6. Limitations and Future Directions
While TC-Light demonstrates clear advantages, identified challenges and future research directions include:
- Optical Flow Dependency: The UVT and temporal alignment objectives depend on accurate flow estimation; errors can propagate into artifacts or misalignments.
- Hard Scene Cases: Difficult re-illumination scenarios such as pronounced hard shadows or low-light situations remain challenging for existing generative models.
- Balance of Prompt vs. Consistency: Further improvement of multi-axis denoising strategies could help reconcile prompt adherence with long-term temporal smoothness.

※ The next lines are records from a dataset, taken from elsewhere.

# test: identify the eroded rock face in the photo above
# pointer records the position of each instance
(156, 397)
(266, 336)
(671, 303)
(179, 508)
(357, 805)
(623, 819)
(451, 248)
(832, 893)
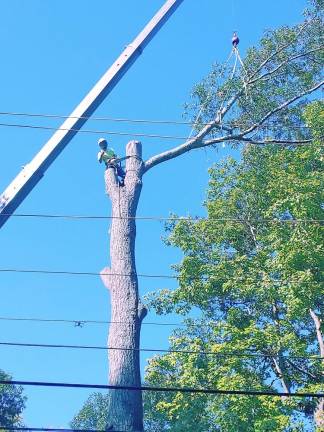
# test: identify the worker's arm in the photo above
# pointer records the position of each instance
(100, 154)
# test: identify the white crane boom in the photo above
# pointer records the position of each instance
(25, 181)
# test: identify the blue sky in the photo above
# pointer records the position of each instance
(52, 53)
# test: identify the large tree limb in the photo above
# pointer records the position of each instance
(278, 51)
(319, 335)
(281, 107)
(288, 60)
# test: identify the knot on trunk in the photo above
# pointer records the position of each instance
(141, 311)
(105, 275)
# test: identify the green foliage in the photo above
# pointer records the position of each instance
(285, 66)
(93, 414)
(253, 272)
(12, 403)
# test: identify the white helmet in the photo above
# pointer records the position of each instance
(102, 143)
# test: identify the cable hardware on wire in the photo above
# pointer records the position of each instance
(168, 351)
(135, 134)
(164, 389)
(163, 219)
(77, 322)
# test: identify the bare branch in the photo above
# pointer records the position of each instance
(277, 141)
(288, 60)
(300, 369)
(279, 50)
(281, 107)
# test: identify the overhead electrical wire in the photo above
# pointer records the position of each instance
(165, 389)
(129, 120)
(138, 135)
(163, 219)
(41, 429)
(156, 350)
(80, 323)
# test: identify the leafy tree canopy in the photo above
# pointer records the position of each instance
(254, 271)
(12, 403)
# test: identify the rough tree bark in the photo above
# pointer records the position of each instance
(126, 412)
(127, 312)
(319, 411)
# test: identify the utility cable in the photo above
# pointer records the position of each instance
(168, 351)
(165, 389)
(133, 134)
(163, 219)
(81, 323)
(129, 120)
(40, 429)
(203, 278)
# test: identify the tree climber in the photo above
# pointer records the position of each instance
(235, 40)
(109, 157)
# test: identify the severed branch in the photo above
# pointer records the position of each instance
(278, 51)
(199, 142)
(281, 107)
(302, 370)
(288, 60)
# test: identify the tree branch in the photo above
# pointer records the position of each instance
(279, 50)
(310, 375)
(281, 107)
(277, 141)
(288, 60)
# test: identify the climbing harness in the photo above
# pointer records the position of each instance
(237, 60)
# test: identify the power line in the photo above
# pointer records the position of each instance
(80, 323)
(168, 351)
(165, 219)
(41, 429)
(96, 132)
(165, 389)
(143, 275)
(148, 121)
(139, 135)
(76, 273)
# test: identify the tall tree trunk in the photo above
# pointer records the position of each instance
(319, 411)
(127, 312)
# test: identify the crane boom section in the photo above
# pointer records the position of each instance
(30, 175)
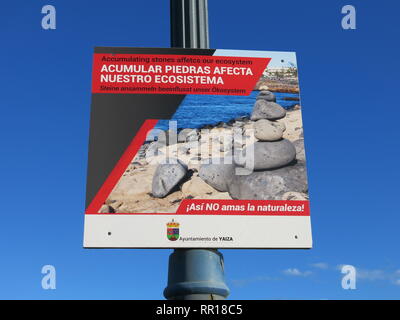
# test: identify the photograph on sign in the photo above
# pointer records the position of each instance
(196, 148)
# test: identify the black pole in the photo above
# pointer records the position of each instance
(189, 24)
(193, 274)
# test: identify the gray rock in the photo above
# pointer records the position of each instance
(271, 155)
(217, 175)
(266, 95)
(267, 110)
(186, 134)
(300, 152)
(166, 177)
(153, 149)
(265, 130)
(270, 184)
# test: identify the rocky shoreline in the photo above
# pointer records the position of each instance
(274, 135)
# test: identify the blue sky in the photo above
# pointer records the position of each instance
(349, 88)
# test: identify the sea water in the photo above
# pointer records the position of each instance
(196, 111)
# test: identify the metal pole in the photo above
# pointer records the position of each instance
(193, 274)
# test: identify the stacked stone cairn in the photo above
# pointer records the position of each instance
(277, 172)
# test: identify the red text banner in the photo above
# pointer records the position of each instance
(245, 207)
(176, 74)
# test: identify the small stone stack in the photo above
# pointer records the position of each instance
(276, 173)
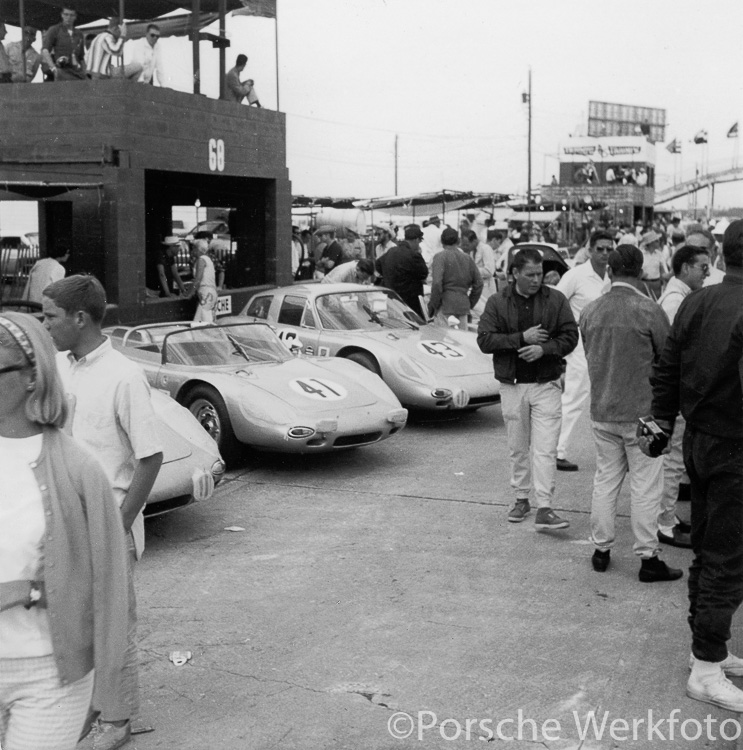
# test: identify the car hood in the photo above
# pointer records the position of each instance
(304, 384)
(446, 351)
(177, 430)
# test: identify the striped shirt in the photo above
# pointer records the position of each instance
(104, 47)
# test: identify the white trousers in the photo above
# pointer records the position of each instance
(617, 454)
(574, 397)
(531, 412)
(674, 473)
(37, 712)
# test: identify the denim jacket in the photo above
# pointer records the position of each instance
(498, 333)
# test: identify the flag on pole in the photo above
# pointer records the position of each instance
(674, 147)
(263, 8)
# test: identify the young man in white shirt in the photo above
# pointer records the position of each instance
(112, 416)
(148, 53)
(580, 285)
(690, 268)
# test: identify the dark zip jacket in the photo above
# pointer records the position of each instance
(498, 333)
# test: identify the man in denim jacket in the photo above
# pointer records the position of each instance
(529, 328)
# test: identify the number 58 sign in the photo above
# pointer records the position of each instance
(216, 155)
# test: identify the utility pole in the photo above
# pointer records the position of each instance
(396, 138)
(527, 98)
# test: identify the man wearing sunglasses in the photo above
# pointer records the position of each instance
(148, 53)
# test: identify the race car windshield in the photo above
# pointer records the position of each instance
(230, 345)
(365, 311)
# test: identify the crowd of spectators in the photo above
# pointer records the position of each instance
(68, 54)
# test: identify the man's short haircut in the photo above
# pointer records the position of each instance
(601, 234)
(626, 260)
(524, 256)
(686, 254)
(365, 266)
(732, 244)
(58, 251)
(79, 293)
(698, 229)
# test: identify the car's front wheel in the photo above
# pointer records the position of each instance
(211, 412)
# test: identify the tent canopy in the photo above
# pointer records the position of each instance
(45, 13)
(423, 204)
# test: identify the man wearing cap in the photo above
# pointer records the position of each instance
(332, 254)
(623, 335)
(386, 240)
(162, 269)
(353, 272)
(456, 283)
(699, 375)
(690, 268)
(431, 244)
(580, 285)
(654, 270)
(528, 328)
(403, 269)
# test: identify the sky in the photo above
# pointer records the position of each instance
(446, 78)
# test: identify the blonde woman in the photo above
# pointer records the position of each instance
(63, 595)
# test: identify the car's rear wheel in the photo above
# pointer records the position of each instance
(209, 409)
(365, 360)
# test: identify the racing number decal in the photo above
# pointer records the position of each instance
(289, 338)
(440, 349)
(322, 390)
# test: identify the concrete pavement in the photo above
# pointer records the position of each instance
(381, 591)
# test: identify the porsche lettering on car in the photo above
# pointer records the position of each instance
(427, 366)
(245, 387)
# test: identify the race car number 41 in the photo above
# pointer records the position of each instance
(440, 349)
(321, 390)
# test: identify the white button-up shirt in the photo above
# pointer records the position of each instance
(672, 298)
(582, 285)
(150, 58)
(111, 414)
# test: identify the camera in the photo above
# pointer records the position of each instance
(657, 437)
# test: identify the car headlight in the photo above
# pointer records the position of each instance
(300, 433)
(327, 425)
(398, 416)
(440, 394)
(218, 469)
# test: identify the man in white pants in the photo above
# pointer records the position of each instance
(581, 285)
(690, 268)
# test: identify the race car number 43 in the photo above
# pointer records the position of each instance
(441, 350)
(321, 390)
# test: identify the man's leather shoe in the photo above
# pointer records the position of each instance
(679, 538)
(601, 560)
(654, 569)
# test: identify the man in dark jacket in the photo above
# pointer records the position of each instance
(403, 269)
(529, 328)
(699, 374)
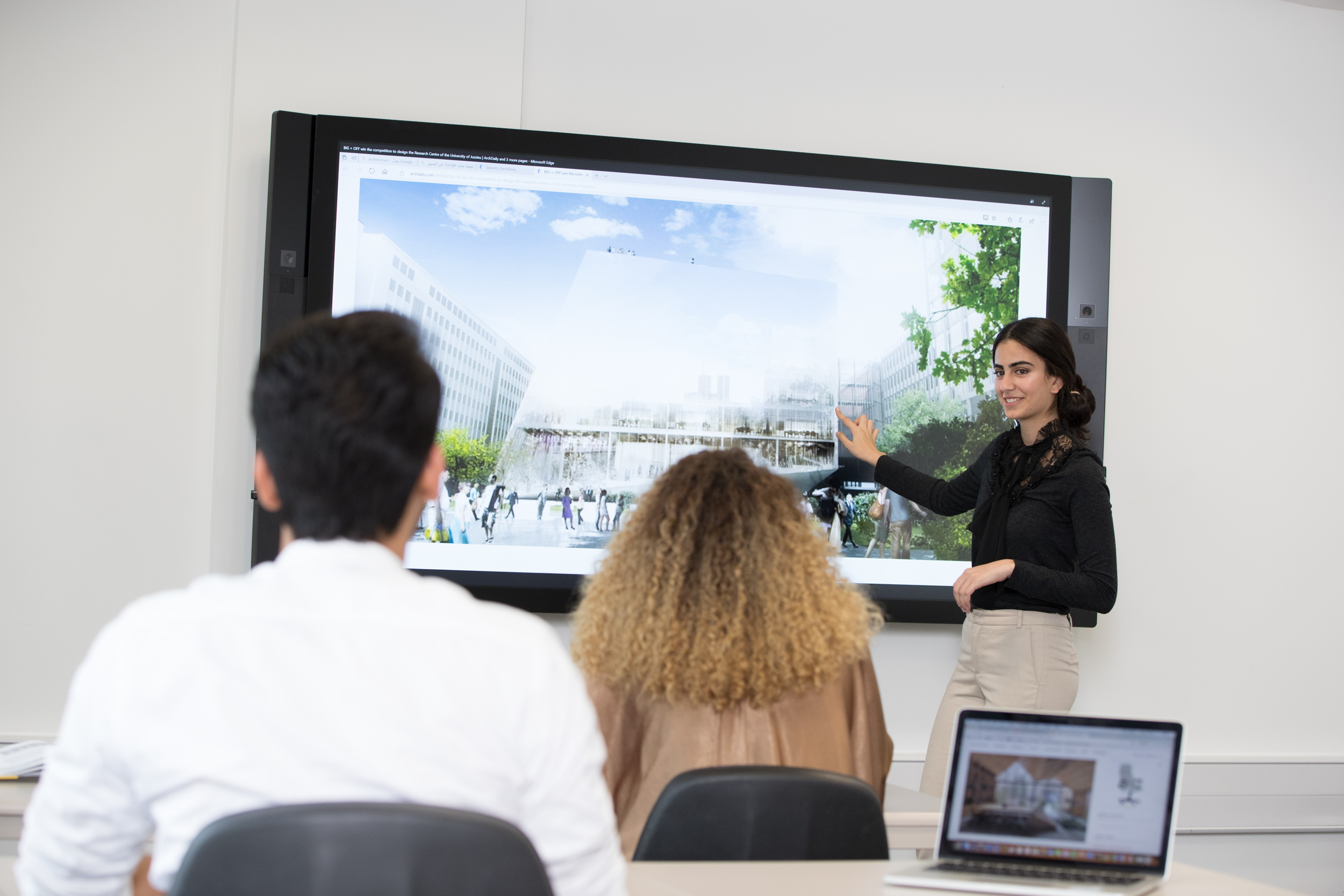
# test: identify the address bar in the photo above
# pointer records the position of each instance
(558, 182)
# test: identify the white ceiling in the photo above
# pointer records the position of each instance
(1323, 4)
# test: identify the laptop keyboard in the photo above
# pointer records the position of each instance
(1042, 872)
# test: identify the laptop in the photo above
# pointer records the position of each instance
(1039, 805)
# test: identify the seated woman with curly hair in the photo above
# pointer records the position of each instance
(718, 633)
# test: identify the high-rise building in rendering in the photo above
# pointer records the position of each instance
(484, 378)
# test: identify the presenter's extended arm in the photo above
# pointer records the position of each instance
(948, 497)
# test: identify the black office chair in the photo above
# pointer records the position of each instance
(361, 849)
(764, 813)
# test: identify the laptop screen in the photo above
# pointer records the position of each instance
(1062, 789)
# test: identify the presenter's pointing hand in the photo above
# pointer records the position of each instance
(863, 440)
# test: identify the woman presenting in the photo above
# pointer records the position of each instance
(1042, 535)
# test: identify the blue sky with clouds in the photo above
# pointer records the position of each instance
(512, 254)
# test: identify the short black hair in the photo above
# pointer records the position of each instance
(346, 412)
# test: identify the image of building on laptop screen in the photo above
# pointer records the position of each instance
(1074, 793)
(1027, 797)
(593, 328)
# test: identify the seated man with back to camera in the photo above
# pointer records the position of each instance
(332, 675)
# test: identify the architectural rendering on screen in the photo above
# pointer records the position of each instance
(593, 328)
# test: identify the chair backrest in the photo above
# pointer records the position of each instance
(764, 813)
(361, 849)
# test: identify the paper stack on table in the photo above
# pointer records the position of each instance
(23, 758)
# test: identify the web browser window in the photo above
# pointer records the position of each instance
(595, 323)
(1084, 793)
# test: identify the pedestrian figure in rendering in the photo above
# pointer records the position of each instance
(845, 508)
(568, 510)
(492, 508)
(1042, 534)
(603, 515)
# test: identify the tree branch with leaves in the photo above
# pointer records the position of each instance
(984, 280)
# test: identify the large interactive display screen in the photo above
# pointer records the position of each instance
(598, 310)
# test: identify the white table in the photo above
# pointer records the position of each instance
(14, 800)
(862, 879)
(912, 824)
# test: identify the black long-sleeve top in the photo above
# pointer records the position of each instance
(1061, 536)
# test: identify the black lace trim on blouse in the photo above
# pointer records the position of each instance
(1054, 445)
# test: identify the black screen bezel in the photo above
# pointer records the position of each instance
(945, 849)
(555, 593)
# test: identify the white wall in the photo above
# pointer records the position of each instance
(130, 292)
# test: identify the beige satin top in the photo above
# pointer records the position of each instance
(838, 727)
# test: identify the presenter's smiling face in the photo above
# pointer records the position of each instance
(1023, 385)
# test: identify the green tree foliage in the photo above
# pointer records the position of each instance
(912, 412)
(467, 458)
(944, 449)
(984, 281)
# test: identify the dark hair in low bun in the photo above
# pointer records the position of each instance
(1074, 402)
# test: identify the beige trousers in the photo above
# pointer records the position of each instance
(1010, 660)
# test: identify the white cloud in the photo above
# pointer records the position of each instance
(678, 219)
(479, 209)
(588, 227)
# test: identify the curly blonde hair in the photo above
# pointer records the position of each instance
(719, 591)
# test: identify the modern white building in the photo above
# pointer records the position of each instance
(484, 378)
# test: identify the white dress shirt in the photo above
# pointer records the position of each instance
(331, 675)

An anticipated extension is further reducing reliance on explicit flow—or integrating more flexible representation learning for temporal correspondence—and enhancing robustness to failure cases in complex real-world environments.
7. Broader Significance
TC-Light's successful integration of temporally coherent generative rendering and scalable optimization provides a generalizable approach for realistic world transfer in dynamic visual data. Its design principles—combining staged global-local alignment, canonical video-level representation, and advanced denoising—offer a foundation for further advances in video-based generative modeling and domain adaptation across scientific and creative domains.